In Illigs Buch über die "größte Zeitfälschung der Geschichte" führt Illig als einen der Kronzeugen für seine Behauptungen den deutschen Diplomatiker Harry Bresslau an. Dummerweise hatte Bresslau an der von Illig "zitierten" Stelle nichts von dem geschrieben, was Illig ihm unterstellt hatte. Auf diese Tatsache hatte Professor Rudolf Schieffer bereits 1997 in seiner Rezension hingewiesen, und Heribert Illig hatte diesen Rezensenten durchaus wahrgenommen.

Hat Illig daraufhin seine Behauptung in seinem 1999, also zwei Jahre nach Schieffers Hinweis, erschienen "Uhren"-Buch[1] modifiziert?

Hier sind die entsprechenden Passagen aus diesem Buch:

[207]
"...Die Datierung nach der Anno-Domini-Methode setzte sich anerkannterweise erst ab dem Jahr 1000 durch. Ab da erhielten immer mehr Urkunden in ihren Datumszeilen den neuen Vermerk. Wollte man etwas übriges tun, so überarbeitete man jene kaiserlichen Urkunden der letzten Jahrzehnte, die ebenfalls eine Anno-Domini-Datierung tragen sollten. Dies gilt auch für jene Urkunden der ersten Jahrzehnte nach 1000, die ursprünglich noch nicht mit diesem Datum versehen waren. Es liegt nahe, daß sich nach dem überraschend schnellen Tod von Otto und Silvester die Datierung nach Christi Geburt nur mit Verzögerung durchsetzte. Insofern ergab sich auch noch nach dem Jahre 1000 Neudatierungsbedarf. Daß es gerade mit
[208]
den Datumszeilen damals im argen lag, hat schon der große Diplomatiker Harry Bresslau registriert, Wilhelm Kammeier dann thematisiert (Bresslau 1958; Kammeier 1935) ..."

[241]
"...Wir finden vor wie nach der Jahrtausendwende Urkunden, die entweder falsche Datierungen tragen oder deren Datumszeilen geändert worden sind.

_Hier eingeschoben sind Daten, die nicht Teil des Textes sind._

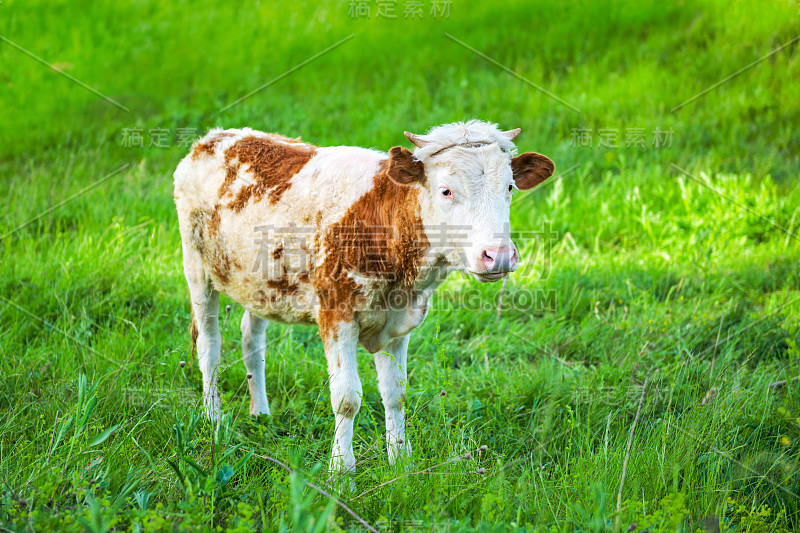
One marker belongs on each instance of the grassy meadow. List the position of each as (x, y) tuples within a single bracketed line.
[(635, 356)]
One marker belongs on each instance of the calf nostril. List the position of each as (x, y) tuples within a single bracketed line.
[(488, 258)]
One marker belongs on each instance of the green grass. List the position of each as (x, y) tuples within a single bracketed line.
[(691, 282)]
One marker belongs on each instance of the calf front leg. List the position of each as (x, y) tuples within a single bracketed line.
[(392, 375), (254, 344), (346, 392)]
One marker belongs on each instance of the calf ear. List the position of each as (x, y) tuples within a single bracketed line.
[(530, 169), (403, 167)]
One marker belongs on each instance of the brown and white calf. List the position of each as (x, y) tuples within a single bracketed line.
[(351, 239)]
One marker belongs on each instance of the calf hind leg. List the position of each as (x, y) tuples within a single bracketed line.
[(254, 345), (340, 351), (205, 311)]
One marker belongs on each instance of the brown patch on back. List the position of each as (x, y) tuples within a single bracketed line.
[(272, 163), (380, 236), (209, 146)]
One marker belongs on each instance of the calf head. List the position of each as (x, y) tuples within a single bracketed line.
[(469, 172)]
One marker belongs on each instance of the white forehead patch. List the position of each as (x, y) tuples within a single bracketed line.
[(471, 134)]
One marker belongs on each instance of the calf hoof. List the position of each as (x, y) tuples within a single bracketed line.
[(259, 408)]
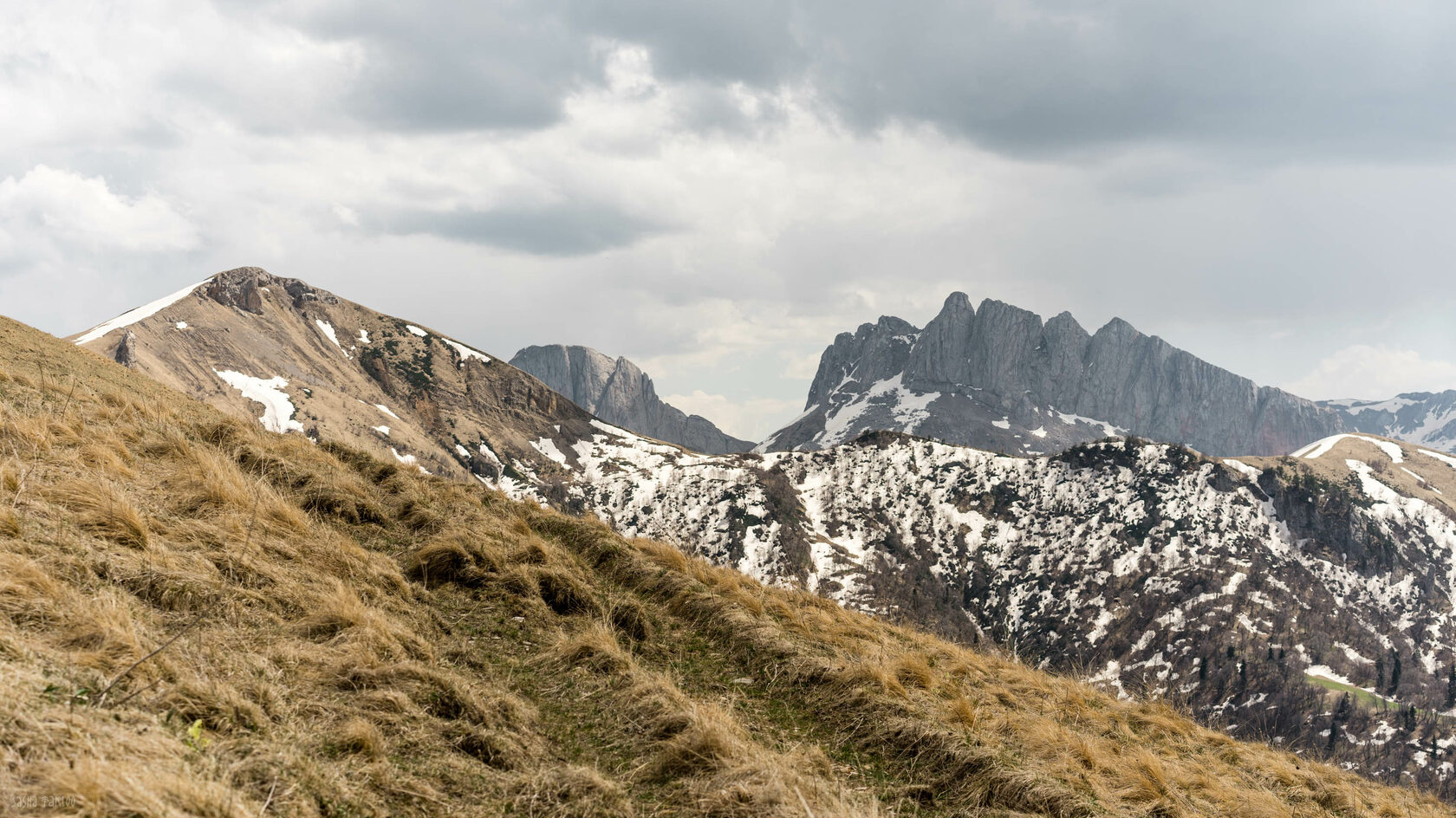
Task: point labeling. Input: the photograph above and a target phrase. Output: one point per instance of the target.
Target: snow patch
(277, 406)
(328, 332)
(140, 313)
(1244, 469)
(466, 353)
(548, 449)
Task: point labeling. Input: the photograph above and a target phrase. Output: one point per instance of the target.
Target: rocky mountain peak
(1001, 379)
(621, 393)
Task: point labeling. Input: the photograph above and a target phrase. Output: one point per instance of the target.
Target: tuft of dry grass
(348, 638)
(102, 510)
(360, 737)
(569, 792)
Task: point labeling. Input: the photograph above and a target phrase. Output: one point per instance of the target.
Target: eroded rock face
(621, 393)
(127, 351)
(998, 377)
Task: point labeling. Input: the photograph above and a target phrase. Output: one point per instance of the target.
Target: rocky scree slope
(209, 619)
(618, 392)
(1244, 588)
(1423, 418)
(303, 360)
(1256, 591)
(1001, 379)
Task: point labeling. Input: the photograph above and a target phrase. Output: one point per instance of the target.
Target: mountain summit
(999, 377)
(618, 392)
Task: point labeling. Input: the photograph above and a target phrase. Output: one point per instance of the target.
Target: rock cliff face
(1241, 588)
(618, 392)
(998, 377)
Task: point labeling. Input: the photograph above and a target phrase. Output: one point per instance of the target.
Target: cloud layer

Die Diplomatiker, also die Urkundenforscher, wissen das längst, Standardwerke wie jenes von Harry Bresslau berichten seit vielen Jahrzehnten, daß die damaligen Notare größte Mühe mit dem kleinen Einmaleins und mit der aktuellen Jahreszahl gehabt haben müssen. Als das ein Außenseiter, Wilhelm Kammeier, hervorhob und zur Basis einer Verschwörungsaktion der Kirche gegen das deutsche Kaisertum machte, war erst die Verunsicherung und später die Empörung der Fachleute groß. (vgl. Fuhrmann 244) Seitdem behilft sich die Fachwelt so: Wer unsere Urkunden derart bezweifelt, wird als rechtsnational eingestuft. (vgl. Fuhrmann 1996; Fried 1996b; hierzu Illig 1997c, 277ff.)) Eine solche Diffamierung offenbart aber nur die eklatante Schwäche ihrer Position...."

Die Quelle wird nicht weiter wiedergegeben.